See, the assurances--oft stated--that all "the scientists" want are "leftover" embryos that were "going to be destroyed anyway" was always hogwash, part of a sophisticated propaganda campaign intended to unfetter biotech from any meaningful limitations on the instrumental use of nascent human life. Yet, despite these editorials, the "leftovers" meme will continue to drive most media reports.

Nature also wants to continue the word engineering project we have discussed here over the last several years:
A key requirement for productive dialogue is a common frame of reference. Here, the [me: scientifically accurate] word 'embryo' is a stumbling block. This term refers to everything from a newly fertilized single-celled egg to millions of cells organized into eyelids, ears, genitals and limbs. Yet the latter form, which is present some eight weeks after fertilization, is not only ethically unacceptable for research but also far too old to yield embryonic stem cells.
Why is it ethically unacceptable? Nature doesn't say.

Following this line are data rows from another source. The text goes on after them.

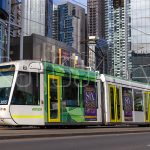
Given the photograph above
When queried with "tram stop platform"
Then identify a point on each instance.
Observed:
(21, 133)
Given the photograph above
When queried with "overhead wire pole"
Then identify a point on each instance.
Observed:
(10, 24)
(101, 56)
(8, 30)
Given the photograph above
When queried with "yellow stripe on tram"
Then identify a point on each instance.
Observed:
(27, 117)
(90, 117)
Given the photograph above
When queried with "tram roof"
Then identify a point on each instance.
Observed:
(132, 83)
(70, 71)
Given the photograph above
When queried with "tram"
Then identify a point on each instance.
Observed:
(43, 94)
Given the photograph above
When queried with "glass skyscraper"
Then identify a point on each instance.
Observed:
(69, 25)
(140, 39)
(3, 34)
(38, 17)
(117, 34)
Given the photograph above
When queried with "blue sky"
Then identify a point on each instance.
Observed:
(80, 1)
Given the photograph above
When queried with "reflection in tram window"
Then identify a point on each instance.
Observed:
(26, 90)
(138, 100)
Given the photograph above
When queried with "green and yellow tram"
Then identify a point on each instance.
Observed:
(43, 94)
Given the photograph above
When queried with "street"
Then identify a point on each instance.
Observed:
(138, 141)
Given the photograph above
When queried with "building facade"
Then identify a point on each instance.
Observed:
(96, 24)
(4, 10)
(38, 17)
(69, 25)
(37, 47)
(140, 40)
(118, 36)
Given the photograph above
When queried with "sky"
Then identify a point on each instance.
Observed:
(84, 2)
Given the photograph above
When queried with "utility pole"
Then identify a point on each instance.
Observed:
(99, 55)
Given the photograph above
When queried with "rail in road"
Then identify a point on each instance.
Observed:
(17, 133)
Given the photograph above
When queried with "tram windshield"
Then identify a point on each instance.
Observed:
(6, 79)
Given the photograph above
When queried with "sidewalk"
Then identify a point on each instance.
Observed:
(14, 133)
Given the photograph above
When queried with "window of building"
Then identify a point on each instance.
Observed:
(70, 92)
(27, 89)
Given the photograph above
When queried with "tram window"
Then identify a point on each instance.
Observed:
(90, 95)
(138, 100)
(70, 92)
(26, 90)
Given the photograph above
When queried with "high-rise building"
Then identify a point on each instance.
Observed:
(16, 14)
(38, 17)
(127, 30)
(69, 25)
(140, 40)
(118, 36)
(95, 12)
(96, 24)
(3, 28)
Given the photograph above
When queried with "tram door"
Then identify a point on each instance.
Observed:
(147, 106)
(115, 103)
(53, 98)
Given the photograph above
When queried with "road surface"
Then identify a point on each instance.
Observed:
(137, 141)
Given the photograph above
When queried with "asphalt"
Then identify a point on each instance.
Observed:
(20, 133)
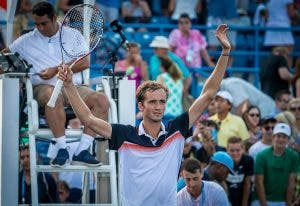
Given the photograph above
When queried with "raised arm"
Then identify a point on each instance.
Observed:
(212, 84)
(100, 126)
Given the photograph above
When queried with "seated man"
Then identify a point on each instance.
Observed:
(41, 48)
(197, 191)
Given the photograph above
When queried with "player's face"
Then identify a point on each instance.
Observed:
(154, 105)
(46, 26)
(192, 181)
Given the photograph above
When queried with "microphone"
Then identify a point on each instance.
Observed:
(116, 27)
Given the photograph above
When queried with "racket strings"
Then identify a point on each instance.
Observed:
(87, 24)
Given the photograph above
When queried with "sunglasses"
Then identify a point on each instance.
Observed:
(269, 127)
(284, 100)
(293, 109)
(254, 115)
(183, 22)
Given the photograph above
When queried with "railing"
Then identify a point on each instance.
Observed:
(248, 52)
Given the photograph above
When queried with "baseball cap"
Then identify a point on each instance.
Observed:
(224, 159)
(267, 119)
(282, 128)
(225, 95)
(160, 42)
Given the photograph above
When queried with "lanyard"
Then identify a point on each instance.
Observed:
(202, 194)
(23, 188)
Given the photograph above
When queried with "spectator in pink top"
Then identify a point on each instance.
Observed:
(189, 44)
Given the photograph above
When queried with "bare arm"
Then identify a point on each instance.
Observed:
(144, 71)
(260, 189)
(291, 189)
(212, 84)
(246, 190)
(63, 5)
(206, 57)
(81, 110)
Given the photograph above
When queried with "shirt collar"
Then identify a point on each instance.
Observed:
(56, 35)
(143, 132)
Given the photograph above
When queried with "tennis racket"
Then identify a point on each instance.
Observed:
(80, 32)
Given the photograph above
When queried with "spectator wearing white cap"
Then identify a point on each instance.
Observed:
(230, 124)
(162, 49)
(221, 164)
(275, 170)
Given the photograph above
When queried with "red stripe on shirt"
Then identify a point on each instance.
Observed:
(133, 146)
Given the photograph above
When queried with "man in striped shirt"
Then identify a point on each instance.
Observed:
(150, 154)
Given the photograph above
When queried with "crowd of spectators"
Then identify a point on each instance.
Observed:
(246, 132)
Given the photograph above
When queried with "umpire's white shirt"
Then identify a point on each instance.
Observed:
(43, 52)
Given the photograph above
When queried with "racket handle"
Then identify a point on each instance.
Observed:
(55, 93)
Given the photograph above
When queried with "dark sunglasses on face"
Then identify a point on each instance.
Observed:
(284, 100)
(254, 115)
(183, 22)
(269, 127)
(293, 109)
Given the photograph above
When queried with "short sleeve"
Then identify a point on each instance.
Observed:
(119, 134)
(249, 171)
(259, 164)
(18, 45)
(295, 162)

And why should anyone believe that embryonic stem cells are "all" that "the scientists" are interested in? I mean, why would anyone believe this platitudinous assurance, when the "leftovers only" promise proved so patently false?

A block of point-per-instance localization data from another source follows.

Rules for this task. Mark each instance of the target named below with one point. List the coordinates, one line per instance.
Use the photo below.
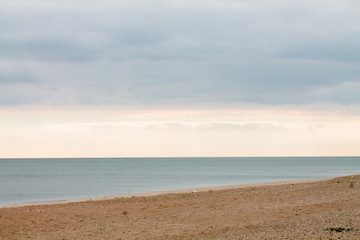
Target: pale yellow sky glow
(112, 132)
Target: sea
(28, 181)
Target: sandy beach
(311, 209)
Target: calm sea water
(43, 180)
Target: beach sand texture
(320, 209)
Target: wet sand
(316, 209)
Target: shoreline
(179, 191)
(297, 209)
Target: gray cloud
(170, 52)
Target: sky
(170, 78)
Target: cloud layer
(179, 52)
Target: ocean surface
(43, 180)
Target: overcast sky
(170, 54)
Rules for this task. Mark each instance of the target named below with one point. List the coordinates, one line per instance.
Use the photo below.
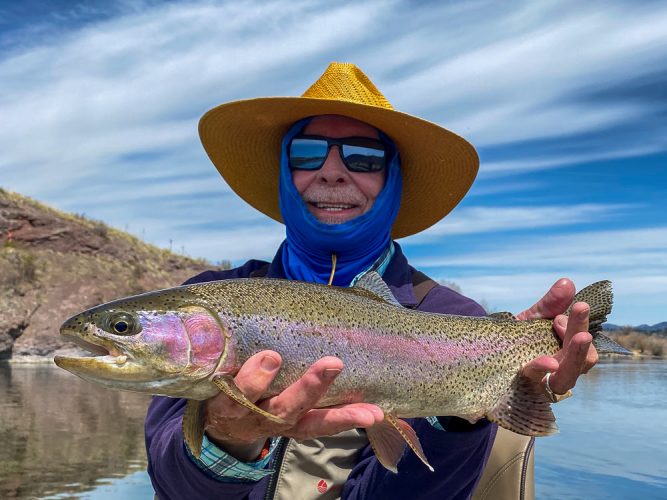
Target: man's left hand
(577, 354)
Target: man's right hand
(242, 432)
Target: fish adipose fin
(193, 428)
(373, 282)
(226, 384)
(504, 315)
(389, 438)
(600, 298)
(524, 409)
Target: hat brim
(243, 138)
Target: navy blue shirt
(457, 457)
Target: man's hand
(242, 432)
(577, 355)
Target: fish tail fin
(524, 409)
(600, 298)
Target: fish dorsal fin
(504, 315)
(373, 282)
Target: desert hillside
(53, 265)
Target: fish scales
(190, 341)
(415, 363)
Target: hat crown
(346, 82)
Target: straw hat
(242, 139)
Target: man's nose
(333, 170)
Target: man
(345, 173)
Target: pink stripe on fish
(206, 340)
(165, 333)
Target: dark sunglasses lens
(307, 154)
(363, 159)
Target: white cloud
(103, 119)
(513, 275)
(475, 220)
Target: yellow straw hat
(242, 139)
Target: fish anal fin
(193, 428)
(389, 439)
(503, 315)
(226, 384)
(524, 409)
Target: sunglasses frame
(368, 142)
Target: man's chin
(329, 217)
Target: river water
(61, 437)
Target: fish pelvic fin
(226, 384)
(193, 427)
(524, 409)
(600, 298)
(389, 439)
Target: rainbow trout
(190, 341)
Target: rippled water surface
(65, 438)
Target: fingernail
(269, 363)
(331, 373)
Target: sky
(565, 102)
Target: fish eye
(123, 324)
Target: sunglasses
(359, 154)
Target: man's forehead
(340, 126)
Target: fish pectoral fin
(226, 384)
(524, 409)
(193, 426)
(389, 438)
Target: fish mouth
(104, 361)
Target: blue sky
(566, 103)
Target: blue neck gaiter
(357, 243)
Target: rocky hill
(53, 265)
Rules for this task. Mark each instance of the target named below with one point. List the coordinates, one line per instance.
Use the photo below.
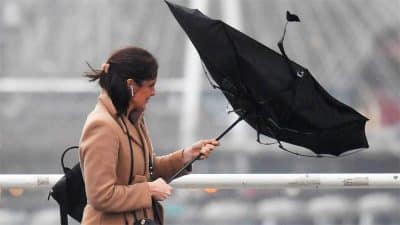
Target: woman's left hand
(203, 147)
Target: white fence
(239, 181)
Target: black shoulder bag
(69, 191)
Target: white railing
(239, 181)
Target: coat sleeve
(166, 166)
(99, 157)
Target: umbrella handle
(199, 155)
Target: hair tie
(105, 67)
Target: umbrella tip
(292, 17)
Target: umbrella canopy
(276, 96)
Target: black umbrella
(276, 96)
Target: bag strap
(65, 169)
(64, 208)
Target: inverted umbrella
(276, 96)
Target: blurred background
(352, 47)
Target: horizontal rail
(69, 85)
(239, 181)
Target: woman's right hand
(159, 189)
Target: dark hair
(126, 63)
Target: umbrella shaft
(199, 155)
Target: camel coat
(105, 162)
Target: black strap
(64, 208)
(132, 164)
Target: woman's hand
(159, 189)
(203, 147)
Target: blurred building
(351, 47)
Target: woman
(118, 184)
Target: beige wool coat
(105, 162)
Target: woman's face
(142, 93)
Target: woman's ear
(131, 84)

Indeed, some studies indicate that germ stem cells, that develop at about 6 weeks, might be better than embryonic stem cells. We have already seen calls for using fetuses as sources of organs and fetal farming, which would be even more pronounced if cloning were added to the mix to do away with the immune rejection issue. Beyond that, imagine the potential for testing drugs in fetuses,particularly fetuses genetically engineered to have certain medical maladies. Anyone who thinks that embryonic stem cells are the ultimate goal of all of this just hasn't been paying attention.

Here's the bottom line: Now that Big Biotech and its supporters in Big Science and the MSM believe they are in the driver's seat with regard to ESCR, they are intent on pushing the boundaries to the next of many stages--federal funding for the creation and destruction of custom made embryos, including via cloning. But of course, that was the plan all along.